Hi folks, it's Shelly in Hong Kong. I saw a message yesterday from a friend in India asking if Google's search bar was no longer going to work on her Huawei phone. She heard the recent news that China's largest tech company was cut off by the U.S. government for security reasons. If Huawei won't be allowed to buy software and parts from American companies, including Google's Android operating system, does she need to buy a new phone?
Meanwhile, in China, millions of Game of Thrones fans fumed on social media about another casualty of the broiling U.S.-China trade war: Hours before they were set to tune into the season finale of the popular fantasy drama, they found out that its Chinese carrier, Tencent, would no longer show the long-awaited finale on its video service. The missing episode conveniently dominated the attention of social media users, drowning out the news that Huawei was getting the rug publicly pulled out from under it by U.S. President Donald Trump. While Tencent cited technical difficulties, HBO said the indefinite postponement was a casualty of the trade war between the world's two largest economies.

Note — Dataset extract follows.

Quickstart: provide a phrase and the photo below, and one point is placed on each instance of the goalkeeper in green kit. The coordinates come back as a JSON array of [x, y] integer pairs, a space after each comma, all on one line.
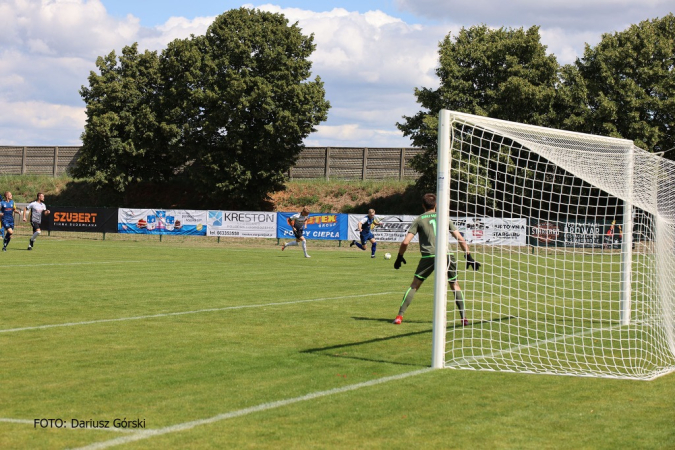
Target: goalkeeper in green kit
[[425, 227]]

Both cases show how the ramifications of this new Cold War will stretch beyond any short-term trade deal, rewriting the rules of global businesses. It's not just about creating dual digital worlds separated by a tech-enabled iron curtain, where China and the U.S. have long operated in parallel realities. In this new world order for corporations, politics trumps economics. Being a private company beholden to shareholders no longer gives you a pass on having to choose between Team China or Team America. And that's going to mean the products companies make for consumers will be worse, not better.

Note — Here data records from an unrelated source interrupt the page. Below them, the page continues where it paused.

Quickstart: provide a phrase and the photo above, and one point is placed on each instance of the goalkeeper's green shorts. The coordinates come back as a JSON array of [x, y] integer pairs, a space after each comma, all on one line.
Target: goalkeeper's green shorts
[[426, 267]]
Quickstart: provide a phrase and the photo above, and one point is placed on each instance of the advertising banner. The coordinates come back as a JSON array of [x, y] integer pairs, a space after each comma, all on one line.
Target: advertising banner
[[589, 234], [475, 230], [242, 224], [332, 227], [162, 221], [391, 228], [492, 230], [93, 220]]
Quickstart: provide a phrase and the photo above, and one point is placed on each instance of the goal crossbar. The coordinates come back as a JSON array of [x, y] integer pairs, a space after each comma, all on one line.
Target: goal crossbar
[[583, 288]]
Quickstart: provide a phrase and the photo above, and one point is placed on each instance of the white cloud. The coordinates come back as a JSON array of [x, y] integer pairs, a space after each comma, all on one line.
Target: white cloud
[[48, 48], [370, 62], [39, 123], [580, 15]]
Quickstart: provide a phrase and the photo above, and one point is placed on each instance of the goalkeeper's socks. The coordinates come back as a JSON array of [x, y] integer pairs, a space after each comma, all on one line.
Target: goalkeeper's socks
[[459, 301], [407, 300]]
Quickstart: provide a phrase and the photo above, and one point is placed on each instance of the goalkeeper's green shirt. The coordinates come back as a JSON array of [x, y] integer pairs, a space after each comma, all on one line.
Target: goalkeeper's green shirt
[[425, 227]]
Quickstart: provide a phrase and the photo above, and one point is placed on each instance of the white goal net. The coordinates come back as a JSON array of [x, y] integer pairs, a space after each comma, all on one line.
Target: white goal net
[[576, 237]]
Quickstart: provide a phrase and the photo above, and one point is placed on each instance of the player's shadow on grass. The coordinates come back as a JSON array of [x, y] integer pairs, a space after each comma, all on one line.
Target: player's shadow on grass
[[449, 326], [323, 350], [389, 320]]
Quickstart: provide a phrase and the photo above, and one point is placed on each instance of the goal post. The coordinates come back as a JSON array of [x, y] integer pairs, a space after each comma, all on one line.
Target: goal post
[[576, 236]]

For instance, as China and the U.S. battle for supremacy, rapidly-shifting political alliances are upending global supply chains that have been built over decades to assemble everything from smartphones and internet networks to sneakers and television shows. The upheaval is prompting big U.S. companies like Cisco, Apple and Google to re-asses their sprawling stable of offshore contract manufacturers and figure out contingency plans if access to China's factories are severed (Hint: Stuff is going to get more expensive). It's also hampering the roll out of 5G technology, the next generation mobile network that will govern future technologies like self-driving cars and internet-connected roadways and kitchen appliances. And it could threaten Chinese-made products now popular in America, including drones and social media apps.
The Trump Administration's assault on China's tech giant has also hastened Beijing's resolve to control more of its own destiny. That means reducing its dependence on American technology and media, spending to develop sectors like semiconductors, artificial intelligence and entertainment, and pushing companies to create and manufacture more of their own components and content instead of relying on U.S. firms.
Of course, these are big shifts that are going to take time to unfold. In the meantime, there's no doubt consumers who have grown accustomed to the benefits of global access are going to suffer. That includes the Indian in Mumbai struggling to figure out if she can still operate her phone, the Dallas teenager looking to play with a DJI drone, and the Shanghai fan of HBO dramas. Does anyone win when millions of Chinese turn to pirated versions of Game of Thrones?